- Release poster
- Directed by: Davina Pardo; Leah Wolchok;
- Produced by: Sara Bernstein; Davina Pardo; Marcella Steingart; Justin Wilkes; Leah Wolchok;
- Starring: Judy Blume
- Cinematography: Jenni Morello; Emily Topper;
- Edited by: Tal Ben-David
- Music by: Lauren Culjak
- Production company: Imagine Documentaries
- Distributed by: Amazon Studios
- Release dates: January 21, 2023 (Sundance); April 21, 2023 (United States);
- Running time: 97 minutes
- Country: United States
- Language: English

= Judy Blume Forever =

Judy Blume Forever is a 2023 American documentary film centered on author Judy Blume, directed by Davina Pardo and Leah Wolchok. It premiered at the 2023 Sundance Film Festival, and was released on Prime Video on April 21, 2023. The film won a 2023 Peabody Award for "lovingly sketching a feminist coming-of-age tale of this esteemed author and her readers alike, and for wrapping it up in a rallying cry in support of the power of reading."

==Summary==
The documentary covers the life, career, and legacy of Judy Blume, including her experiences with some of her books being banned, and the current state of free speech in the United States.

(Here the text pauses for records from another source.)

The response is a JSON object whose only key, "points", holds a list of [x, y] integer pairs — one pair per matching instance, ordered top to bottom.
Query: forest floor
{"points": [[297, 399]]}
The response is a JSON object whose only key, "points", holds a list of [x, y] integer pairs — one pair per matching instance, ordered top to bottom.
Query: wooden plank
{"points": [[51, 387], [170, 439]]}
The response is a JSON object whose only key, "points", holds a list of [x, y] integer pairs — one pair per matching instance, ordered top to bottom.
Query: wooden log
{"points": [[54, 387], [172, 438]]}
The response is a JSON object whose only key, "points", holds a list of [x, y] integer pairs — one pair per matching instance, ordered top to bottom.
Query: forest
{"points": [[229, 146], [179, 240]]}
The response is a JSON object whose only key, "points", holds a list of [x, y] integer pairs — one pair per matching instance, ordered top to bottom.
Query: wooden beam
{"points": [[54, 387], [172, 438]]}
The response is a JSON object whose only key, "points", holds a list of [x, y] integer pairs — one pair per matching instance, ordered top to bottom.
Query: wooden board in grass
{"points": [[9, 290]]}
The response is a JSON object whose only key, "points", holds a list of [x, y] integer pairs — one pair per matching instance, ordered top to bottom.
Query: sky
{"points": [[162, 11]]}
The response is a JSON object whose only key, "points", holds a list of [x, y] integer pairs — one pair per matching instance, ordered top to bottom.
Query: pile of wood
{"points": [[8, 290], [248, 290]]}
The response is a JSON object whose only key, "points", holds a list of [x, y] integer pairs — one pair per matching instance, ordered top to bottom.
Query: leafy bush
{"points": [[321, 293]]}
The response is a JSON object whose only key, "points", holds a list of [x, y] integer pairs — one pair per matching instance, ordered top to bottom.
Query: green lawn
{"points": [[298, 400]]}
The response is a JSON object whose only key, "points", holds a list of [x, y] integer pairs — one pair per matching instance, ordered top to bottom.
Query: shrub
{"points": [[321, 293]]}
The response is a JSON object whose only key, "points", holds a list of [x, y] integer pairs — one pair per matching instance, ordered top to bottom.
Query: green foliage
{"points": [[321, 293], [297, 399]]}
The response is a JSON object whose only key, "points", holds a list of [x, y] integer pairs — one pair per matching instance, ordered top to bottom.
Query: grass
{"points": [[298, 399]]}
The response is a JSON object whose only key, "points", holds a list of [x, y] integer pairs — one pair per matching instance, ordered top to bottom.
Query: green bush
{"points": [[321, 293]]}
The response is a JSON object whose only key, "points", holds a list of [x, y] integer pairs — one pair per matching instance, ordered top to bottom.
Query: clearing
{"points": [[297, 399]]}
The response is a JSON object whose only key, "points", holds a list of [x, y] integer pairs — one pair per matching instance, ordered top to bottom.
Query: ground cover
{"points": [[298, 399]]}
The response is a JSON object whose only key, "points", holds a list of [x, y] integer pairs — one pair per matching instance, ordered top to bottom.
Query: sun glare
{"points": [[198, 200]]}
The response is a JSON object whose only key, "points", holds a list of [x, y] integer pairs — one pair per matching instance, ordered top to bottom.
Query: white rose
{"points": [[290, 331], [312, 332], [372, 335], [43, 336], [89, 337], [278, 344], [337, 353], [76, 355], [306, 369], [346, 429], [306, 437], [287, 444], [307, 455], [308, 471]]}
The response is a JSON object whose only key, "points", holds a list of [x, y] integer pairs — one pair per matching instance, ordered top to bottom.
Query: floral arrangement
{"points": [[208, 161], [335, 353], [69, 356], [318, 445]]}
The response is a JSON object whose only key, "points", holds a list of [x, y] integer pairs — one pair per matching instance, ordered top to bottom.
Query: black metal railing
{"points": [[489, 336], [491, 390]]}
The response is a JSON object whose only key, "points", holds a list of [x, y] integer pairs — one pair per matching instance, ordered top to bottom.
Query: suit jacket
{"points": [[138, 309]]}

It documents her trajectory from her upbringing in New Jersey to suburban housewife to famous novelist of young adult fiction. It includes new interviews with Blume, as well as past talk show appearances, archival photographs, and testimonials about Blume's impact from actors Lena Dunham, Molly Ringwald, and Anna Konkle, comedian Samantha Bee, authors Mary H.K. Choi and Jacqueline Woodson, Blume's two children, and adult women who corresponded with Blume when they were teens.

==Cast==
- Judy Blume
- Lena Dunham
- Anna Konkle
- Molly Ringwald
- Samantha Bee
- Mary H.K. Choi
- Jacqueline Woodson
- Alex Gino

==Production==
While on a road trip with her husband and kids, Davina Pardo listened to an audiobook version of Judy Blume's young adult novel Tales of a Fourth Grade Nothing, and became curious about Blume's life. When directors Pardo and Leah Wolchok approached Blume in June 2018 about being the subject of a documentary, she was initially hesitant. In February 2020, she agreed, but filming was delayed due to the COVID-19 pandemic.

==Release==
The film premiered at the Sundance Film Festival on January 21, 2023. It was released on Prime Video on April 21, 2023.

==Reception==
 Metacritic, which uses a weighted average, assigned the film a score of 79 out of 100, based on 16 critics, indicating "generally favorable" reviews.

Kate Erbland of Indiewire gave the film a B+, writing that it provides "an edifying and rich overview of everything Judy." Guy Lodge of Variety called it "a lively, affectionate documentary tribute" in which "nostalgia for that sense of formative discovery is balanced by a present-tense exploration of Blume’s enduring popularity, resonance and controversy." Tim Grierson of Screen Daily called Blume "fun company" who "comes across as a warm, generous spirit."

Judy Blume Forever won a 2023 Peabody Award.